Brazilian author Ruy Castro, in his book Bossa Nova, says that "bossa" was already in use in the fifties by musicians as a word to characterize someone's knack for playing or singing idiosyncratically. He cites a claim that the term "bossa nova" might have first been used in publicity for a concert given by the Grupo Universitário Hebraico do Brasil (University Hebrew Group of Brazil) in 1958 for a group consisting of Sylvinha Telles, Carlinhos Lyra, Nara Leão, Luizinho Eça, Roberto Menescal, et al.
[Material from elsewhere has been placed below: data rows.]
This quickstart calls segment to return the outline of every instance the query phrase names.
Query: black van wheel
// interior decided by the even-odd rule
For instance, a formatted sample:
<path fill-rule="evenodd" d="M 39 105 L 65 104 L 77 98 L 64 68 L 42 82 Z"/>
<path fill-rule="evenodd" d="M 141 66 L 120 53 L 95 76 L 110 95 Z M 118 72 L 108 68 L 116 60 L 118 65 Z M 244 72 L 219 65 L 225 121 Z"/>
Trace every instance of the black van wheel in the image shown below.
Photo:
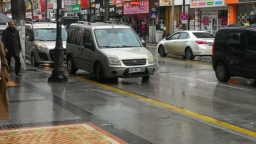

They were likely using the term "bossa nova" then as a generic reference to what they were doing in music at the time, which had no particular name yet. However, the term took hold as the definition of their own specific artistic creation, which became known as "bossa nova", and is often simply known as "bossa" today.

Later developments

From the mid-nineties, various other European artists reached out to bossa nova for inspiration mixing electronic music into it and bringing new creations sometimes referred to as BossaElectrica, TecnoBossa, etc. which still permeates the air of lounge bars of Europe and Asia today.

From this newer crop of artists came new singers like Bebel Gilberto, daughter of bossa nova co-creator João Gilberto and singer Miúcha, and new European bands like Nouvelle Vague and Koop to name a few, who used both conventional bossa nova style and modern views to further interpret this fabulously soothing style of music that originated in Rio de Janeiro-Brazil back in the 1950s.